Research & Papers

Scalable LLM-based Coding of Dialogue in Healthcare Simulation: Balancing Coding Performance, Processing Time, and Environmental Impact

New study shows LLMs can code 11,647 dialogue utterances with 6 constructs...

Deep Dive

Researchers from Monash University and partner institutions have published a study on arXiv (2604.23255) exploring how LLMs can automate dialogue coding in healthcare simulation debriefing. Using a dataset of 11,647 utterances coded across 6 dialogue constructs, they compared 4 prompt designs across varying batch sizes. The study evaluates coding performance, processing time, and energy consumption, finding that increasing batch size improves speed and reduces energy use but negatively impacts coding accuracy. This work demonstrates the feasibility of LLM-based qualitative analysis for real-time feedback in training environments.

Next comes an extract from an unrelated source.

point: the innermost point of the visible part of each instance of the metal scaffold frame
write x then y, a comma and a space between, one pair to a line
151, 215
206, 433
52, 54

The research addresses a critical gap: prior LLM coding studies focused on replicating human accuracy for research, not real-time use in settings like healthcare simulations where results must be fast, private, and sustainable. By optimizing prompt design and batching, the team shows how to balance these competing demands. The findings offer practical guidance for scaling dialogue analytics in contexts where timeliness, privacy, and sustainability are critical, paving the way for AI-powered feedback in team training.

Key Points
  • Tested 4 prompt designs with batch sizes on 11,647 utterances from healthcare simulation debriefing
  • Larger batch sizes improved processing speed and reduced energy consumption but reduced coding accuracy
  • Balances coding performance, processing time, and environmental impact for real-time training feedback

Why It Matters

Enables real-time, scalable dialogue analysis in healthcare training, balancing speed, accuracy, and sustainability.